We are now finally ready to actually setup the BNN. First, we create a network object. This is accomplished through the following code:

dtype = tf.float32 # This is the best trade off between speed and precision.

neuralNet = network(
            dtype, # network datatype
            inputDims, # dimension of input vector
            data[0], # Training input data
            data[1], # Training output data
            data[2], # Validation input data
            data[3], # Validation output data
            tf.cast(0.0, dtype), # Mean of output data for unnormalization
            tf.cast(1.0, dtype)) # Standard deviation of output data

Next, we need to add our layers. We will use two hidden layers of 20 percpetrons each with SquarePrelu activation functions for the first two layers and Sigmoid activation for the output layers. SquarePrelu activations are similar to normal prelu activations, which are essentially leaky-relu activations with a trainable slope paramter. The difference, though, is that the trained parameter is the plus or minus square root of the slope. This way, we can not have an activation function which is not a bijection.
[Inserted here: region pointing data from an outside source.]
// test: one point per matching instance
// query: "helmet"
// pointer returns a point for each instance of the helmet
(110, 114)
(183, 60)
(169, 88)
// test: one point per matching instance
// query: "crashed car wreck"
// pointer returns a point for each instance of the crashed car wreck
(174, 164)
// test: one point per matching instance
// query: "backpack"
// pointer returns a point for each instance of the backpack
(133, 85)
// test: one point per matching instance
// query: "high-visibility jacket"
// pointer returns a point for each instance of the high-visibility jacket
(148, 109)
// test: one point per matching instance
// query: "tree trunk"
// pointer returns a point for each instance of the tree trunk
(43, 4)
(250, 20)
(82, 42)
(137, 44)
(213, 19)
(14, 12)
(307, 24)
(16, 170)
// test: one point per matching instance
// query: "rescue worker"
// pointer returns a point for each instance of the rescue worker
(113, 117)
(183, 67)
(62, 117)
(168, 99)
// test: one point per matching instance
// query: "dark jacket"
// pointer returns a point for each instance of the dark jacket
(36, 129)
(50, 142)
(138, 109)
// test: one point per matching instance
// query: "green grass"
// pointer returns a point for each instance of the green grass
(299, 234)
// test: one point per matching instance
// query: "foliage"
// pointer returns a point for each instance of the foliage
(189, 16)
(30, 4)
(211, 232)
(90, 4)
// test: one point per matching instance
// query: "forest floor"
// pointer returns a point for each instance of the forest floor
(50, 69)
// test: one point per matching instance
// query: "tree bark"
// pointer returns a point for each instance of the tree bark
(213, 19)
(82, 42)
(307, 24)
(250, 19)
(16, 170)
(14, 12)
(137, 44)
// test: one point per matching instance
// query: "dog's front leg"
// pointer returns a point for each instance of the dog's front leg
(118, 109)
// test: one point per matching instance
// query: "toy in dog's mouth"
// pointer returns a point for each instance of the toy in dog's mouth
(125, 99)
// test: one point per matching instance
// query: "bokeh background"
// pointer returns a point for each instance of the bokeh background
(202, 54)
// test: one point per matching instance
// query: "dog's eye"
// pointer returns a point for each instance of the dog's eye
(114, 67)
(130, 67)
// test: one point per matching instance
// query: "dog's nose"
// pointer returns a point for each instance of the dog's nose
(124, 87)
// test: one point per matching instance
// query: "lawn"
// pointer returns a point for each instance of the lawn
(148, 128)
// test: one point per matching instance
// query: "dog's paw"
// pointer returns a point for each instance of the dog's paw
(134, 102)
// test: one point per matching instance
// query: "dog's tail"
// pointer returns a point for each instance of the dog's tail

The code to add the layers is below:

seed = 0 # seed for layer generation, irrelavent with pretraining
width = 20 # number of perceptrons per layer
alpha = 0.1 # starting slope value for SquarePrelu
hidden = 2 # Number of hidden layers
neuralNet.add( # add a layer
    DenseLayer( # dense layer object
        inputDims, # input dimension
        width, # number of perceptrons per layer
        weights=weights[0], # pretrained weights
        biases=biases[0], # pretrained biases
        seed=seed, # layer seed
        dtype=dtype)) # layer datatype
neuralNet.add(SquarePrelu(width, 
                          alpha=alpha**(0.5), # starting slope parameter
                          activation=None, # no activation pretrained
                          dtype=dtype)) # activation datatype
seed += 1000
for n in range(hidden - 1): # Add the hidden layers
    neuralNet.add(DenseLayer(width,
                             width,
                             weights=weights[n + 1],
                             biases=biases[n + 1],
                             seed=seed,
                             dtype=dtype))
    neuralNet.add(
        SquarePrelu(
            width,
            alpha=alpha**(0.5),
            activation=None,
            dtype=dtype))
    seed += 1000

#Add the output layer
neuralNet.add(DenseLayer(width,
                         outputDims,
                         weights=weights[-1],
                         biases=biases[-1],
                         seed=seed,
                         dtype=dtype))
neuralNet.add(Sigmoid()) # Sigmoid activation

Next, we must setup the Markov Chain Monte Carlo algorithm. This is done by simply calling setupMCMC and providing it a lot of information.

neuralNet.setupMCMC(
        0.001, # Starting stepsize for Hamiltonian Monte Carlo (HMC)
        0.0005, # Minimum possible stepsize for HMC
        0.002, # Maximum possible stepsize for HMC
        100, # Number of points to use in stepsize search grid
        500, # Starting number of leapfrog steps for HMC
        100, # Minimum number of leapfrog steps for HMC
        2000, # Maximum number of leapfrog steps for HMC
        1, # increment in leapfrog steps in leapfrog search grid
        0.00001, # stepsize for hyper parameter HMC
        30, # leapfrog steps for hyper paramater HMC
        50, # Number of burnin steps to do
        2, # Number of cores to use on computer
        2) # Numberof stpes to average over in adaptive HMC algorithm

Finally, we can actually train the network. We must give it a few last pieces of information and then it will be on its merry way.

neuralNet.train(
        2500, #Train for 2500 epochs
        10, # Save every 10 networks
        folderName="MNIST_BNN", # Save inside the folder MNIST_BNN
        networksPerFile=25, # Start new files every 25 networks
        returnPredictions=False, # Don't return predictions
        regression=False) # Don't use regression algorithm, so use classification algorithm 

A final word of caution: this algorithm is not fast. For large datasets and large networks it is only feasible to run this on GPUs, and even then it may need several days to run. This example is small enough that it should run on normal computers, but it will still take several hours.